WHITE SUGAR OR BROWN?
TO THE EDITOR OR THE PRESS. Sir, —Not long ago a correspondent desired to know which is the more acid-forming, white sugar or brown. Reference to the texts available having failed to make the point as clear as seemed desirable, it was referred to the Dominidh Analyst at Wellington. He has been kind enough to send a lengthy and well-considered reply, in which he details the several steps of the process through which the syrup of the sugar-cane goes on its way from the plantation to the consumer’s table. He sums up thus: “With regard to vitamins, I would expect any present in the raw cane and extracted with the juice to remain with the crude molasses in the first treatment in the mill near the plantation, and not to crystallise out with the raw sugar. Any refined sugar, treacle, or molasses prepared in a refinery from raw sugar would therefore not contain vitamins.”

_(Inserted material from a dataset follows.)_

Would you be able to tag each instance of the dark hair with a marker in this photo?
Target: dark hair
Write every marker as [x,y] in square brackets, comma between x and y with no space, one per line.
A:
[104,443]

This is confirmed by an American authority, Otto Carque. In his “Rational Diet.” he states that refined sugar is injurious because “artificially extracted and separated from those organic combinations which are necessary for the building up of tissues and bones, for the proper functioning of the nervous system, and the purification of the blood. Without a constant renewal of the elements of iron and sodium, the blood cannot take up sufficient oxygen, and the products of combustion cannot be neutralised and eliminated. The blood stream is overloaded with waste products, causing sluggishness and general drowsiness, the symptoms of carbonic acid poisoning.” In like manner, he goes on to explain, is caused “a large number of diseases of the digestive organs, The liver and kidneys are severely affected by the increased formation of toxic substances, and the
accumulation of acids in the blood causes a catarrhal condition of all the mucous membranes.” , „ At the same door Dr. Axel Emil Gibson lays a goodly share of the responsibility for goitre, so prevalent, yet so mysterious to our own pundits. Carque affirms that the best method of retaining all the valuable constituents is to condense the natural juice of the sugar cane in vacuum pans at a low temperature—a process that differs completely from the one used by commerce. In his analysis of raw sugar, he gives the average quantity of mineral matter as less than 1 per cent.—approximately one-third of the amount of the organic mineral matter in the cane, and altogether too little to offset the acid-forming properties of the 95 per cent, carbohydrates. In the cane, the carbohydrates constitute but little more than 20 per cent, of the total. Since, however, white sugar is, practically, a pure carbohydrate, the conclusion would appear justified that the refined article is more strongly acid-forming than the raw brown product, but that the balance in favour of the brown is so slight that it must go hand-in-hand with its anaemic associate as an agreeable palate-tickler but a seriously deficient foodstuff—Yours, etc., MacG. WALMSLEY. Timaru, March 15, 1938.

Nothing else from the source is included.